И долго после этого разъяснял оратор, что «силком» заставят лишиться помещиков земли «через закон же», что это «предусмотрит партия», а деревни, взявшись за это по своему почину, только внесли бы самоуправство и «попрали бы закон», — но мужики его уже не слушали. Они все это поняли, как им приятнее, и уже записывались у стола в партию. Так как каждого надо было расспрашивать, а мужик на ответы туг, то из толпы поступил разумный совет:
— Ты пиши всех кряду, — сказали старосте, — а мы домой пойдем, стада пригнались, бабы будут ругаться.

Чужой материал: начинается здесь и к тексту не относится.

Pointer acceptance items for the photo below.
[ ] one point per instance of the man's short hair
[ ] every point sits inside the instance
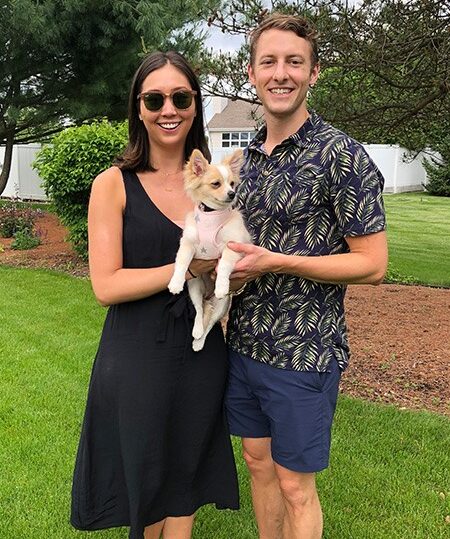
(289, 23)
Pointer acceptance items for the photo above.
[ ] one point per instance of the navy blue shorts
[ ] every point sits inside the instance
(293, 408)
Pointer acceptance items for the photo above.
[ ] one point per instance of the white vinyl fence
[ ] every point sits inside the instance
(400, 172)
(23, 181)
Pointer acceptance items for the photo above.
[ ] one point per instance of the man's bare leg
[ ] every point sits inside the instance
(303, 517)
(267, 500)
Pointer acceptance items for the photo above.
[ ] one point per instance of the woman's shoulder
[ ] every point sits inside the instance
(109, 181)
(110, 176)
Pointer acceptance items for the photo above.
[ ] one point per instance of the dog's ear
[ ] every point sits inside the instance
(197, 163)
(235, 160)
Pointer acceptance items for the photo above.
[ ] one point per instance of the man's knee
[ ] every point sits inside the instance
(297, 494)
(257, 455)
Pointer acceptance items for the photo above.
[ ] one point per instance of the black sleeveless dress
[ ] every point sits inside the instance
(154, 441)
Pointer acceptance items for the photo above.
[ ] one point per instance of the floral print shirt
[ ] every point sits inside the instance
(317, 187)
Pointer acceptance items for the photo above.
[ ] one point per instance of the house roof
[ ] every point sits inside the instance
(236, 115)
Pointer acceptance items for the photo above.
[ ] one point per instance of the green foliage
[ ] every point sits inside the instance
(384, 65)
(17, 217)
(438, 170)
(68, 167)
(394, 276)
(69, 62)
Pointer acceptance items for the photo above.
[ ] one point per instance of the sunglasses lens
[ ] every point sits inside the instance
(153, 101)
(182, 100)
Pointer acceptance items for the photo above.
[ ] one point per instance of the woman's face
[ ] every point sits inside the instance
(169, 126)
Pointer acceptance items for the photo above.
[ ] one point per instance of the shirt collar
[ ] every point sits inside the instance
(300, 137)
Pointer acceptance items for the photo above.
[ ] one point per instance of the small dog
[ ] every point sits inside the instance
(207, 230)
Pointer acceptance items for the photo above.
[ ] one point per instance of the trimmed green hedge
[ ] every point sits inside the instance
(68, 167)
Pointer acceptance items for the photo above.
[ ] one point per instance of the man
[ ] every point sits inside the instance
(312, 201)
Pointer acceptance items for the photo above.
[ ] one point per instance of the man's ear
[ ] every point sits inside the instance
(314, 74)
(251, 75)
(235, 161)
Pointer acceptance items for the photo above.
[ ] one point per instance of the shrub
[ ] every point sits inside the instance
(16, 216)
(438, 171)
(68, 167)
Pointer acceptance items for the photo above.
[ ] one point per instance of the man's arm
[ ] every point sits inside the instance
(366, 263)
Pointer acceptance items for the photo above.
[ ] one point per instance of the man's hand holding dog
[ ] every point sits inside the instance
(256, 261)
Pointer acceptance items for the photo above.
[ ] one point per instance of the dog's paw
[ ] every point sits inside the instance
(197, 330)
(221, 291)
(175, 285)
(197, 344)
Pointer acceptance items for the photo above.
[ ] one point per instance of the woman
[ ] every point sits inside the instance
(154, 445)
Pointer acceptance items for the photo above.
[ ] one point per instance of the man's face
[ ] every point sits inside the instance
(282, 72)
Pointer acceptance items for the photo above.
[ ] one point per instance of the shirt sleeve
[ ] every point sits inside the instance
(356, 192)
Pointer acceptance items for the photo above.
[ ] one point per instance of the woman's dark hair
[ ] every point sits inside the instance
(136, 156)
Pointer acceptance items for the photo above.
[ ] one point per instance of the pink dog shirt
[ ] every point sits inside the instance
(208, 226)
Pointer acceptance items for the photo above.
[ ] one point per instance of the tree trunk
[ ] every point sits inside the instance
(6, 169)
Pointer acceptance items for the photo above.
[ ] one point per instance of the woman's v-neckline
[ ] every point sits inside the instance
(149, 198)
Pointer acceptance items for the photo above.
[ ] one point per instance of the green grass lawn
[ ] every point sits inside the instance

И оратор остался с Иваном Кузьмичом переписывать фамилии мужиков с одного края села вплоть до другого. Так все село через час и стало партийным. Оратор после того раздал многим программы и принял подписку на газету «Народ». Я тоже подписался, но за все время до Октябрьской революции получил только два номера. Мужики, которые ездили на базар и брали почту, дорогой мою газету обыкновенно искуривали или завертывали в нее селедку. Я ужасно страдал, жаловался старосте, собирался писать в «свою партию» гневное письмо, да не знал адреса. Так и прочитал только эти два номера. В одном был отрывок из романа какого-то Ивана Иваныча Калюжного про то, как он, будучи молодым студентом, поднимал народ в «глуши» на восстание и попутно склонял к «свободной любви» молодую курсистку из закоснелой купеческой семьи. Роман был написан на отборном диалекте, в котором слова: «эфто», «тое-тое», «шешнадцать» встречались в таком изобилии, что я — сын народа — с трудом разбирался в тексте. Во втором номере были напечатаны стихи, в них слово «народ» постоянно рифмовалось с каким-нибудь другим модным тогда словом: «народу — дадим свободу», «народ пойдет вперед», «годы — счастливые народы» и тому подобное. Рифмы эти повергали меня в трепет. Мне представлялось, что революционеры — все поэты и что революция — это единственный источник поэзии. Тем более, что сам я слагал отчаянные частушки под гармонь и, так сказать, носил в себе «потенциальный жар поэта». Разумеется, меня тянуло читать «настоящих» поэтов из «нашей партии». Но нет, курильщики были неумолимы.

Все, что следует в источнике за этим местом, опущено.